The LMNA gene encodes lamins A and C, structural intermediate filament proteins of the nuclear lamina (Krohne and Benavente 1986). They are vital not only for the nuclear lamina integrity and stabilization of nuclear size and shape, but also allow desmin to anchor to the nuclear envelope. Mutations in LMNA cause numerous disorders, including limb-girdle muscular dystrophy type 1B (LGMD1B) and Emery-Dreifuss muscular dystrophy. Apart from skeletal muscle pathology, mutations in LMNA are associated with dilated cardiomyopathy, Charcot-Marie-Tooth disease, progeria, lipodystrophy, and dermatopathy. Recently, two LGMD1B cases with MFM features caused by two different LMNA mutations have been reported (Dhawan et al. 2018). The histopathological findings included rimmed vacuoles and aggregation of membranous material positive for desmin, myotilin, α-B-crystallin, and dystrophin. Lamin A and lamin B play a role in DNA replication and influence various cellular mechanisms that maintain genome integrity and consequently innate immune response. Therefore, defects in lamin functioning could indirectly contribute to muscle disorders (Graziano et al. 2018).

Similarly to calpain 3 (associated with limb-girdle muscular dystrophy), kyphoscoliosis peptidase (KY) is a muscular protease that interacts with filamin C and titin. KY-deficient mice presented abnormal subcellular localization of filamin C (Beatham et al. 2004). It is speculated that kyphoscoliosis peptidase and filamin C together with IGFN1 form a Z-band associated protein complex providing structural support to the skeletal muscle sarcomere (Baker et al. 2010). KY mutations were originally described in mice with thoracolumbar kyphoscoliosis and progressive muscle dystrophy and atrophy (Blanco et al. 2001). Recently, siblings with congenital myopathy with core targetoid defects caused by a homozygous KY non-sense mutation have been described (Straussberg et al. 2016). Their MFM-like features included Z-disc streaming and filamin C accumulation.

Another protein involved in disruption of the Z-disc is pyridine nucleotide-disulfide oxidoreductase domain-containing protein 1 (PYROXD1) belonging to a family of pyridine nucleotide-disulfide reductases that regulate the redox state of substrate proteins. Mutations in nuclear-cytoplasmic PYROXD1 have been recently described in early-onset myopathy with internalized nuclei and myofibrillar disorganization (O’Grady et al. 2016). The gene had not been associated with any disease until four different recessive variants were identified as causal in five MFM families.
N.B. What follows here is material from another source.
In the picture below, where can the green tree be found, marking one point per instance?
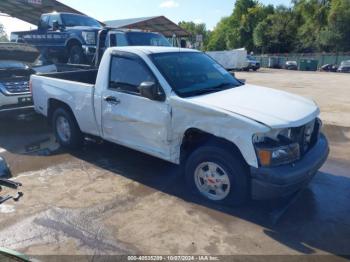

Mutations in PYROXD1 manifest with MFM features including disintegration of the myofibrils, loss of Z-disc structures, and desmin-positive inclusions (O’Grady et al. 2016).

Sequestosome 1 (SQSTM1) protein is involved in ubiquitin-dependent autophagy and allows clearance of ubiquitinated aggregates. Cytotoxic granule-associated RNA-binding protein TIA1 is an alternative splicing activator (Förch et al. 2002). Alternative splicing events are common in skeletal muscle proteins, and splicing disruption is an acknowledged contributor to the disease (Castle et al. 2008). Mutations in SQSTM1 are associated mainly with Paget disease of the bone, amyotrophic lateral sclerosis, and/or frontotemporal dementia. TIA1 mutations alone have been associated with Welander distal myopathy. Most recently, a digenic form of MFM-like inclusion body myopathy caused by mutations in SQSTM1 along with a specific TIA1 variant has been described (Niu et al. 2018). The patients presented with rimmed vacuoles and mislocalized cytoplasmic granules.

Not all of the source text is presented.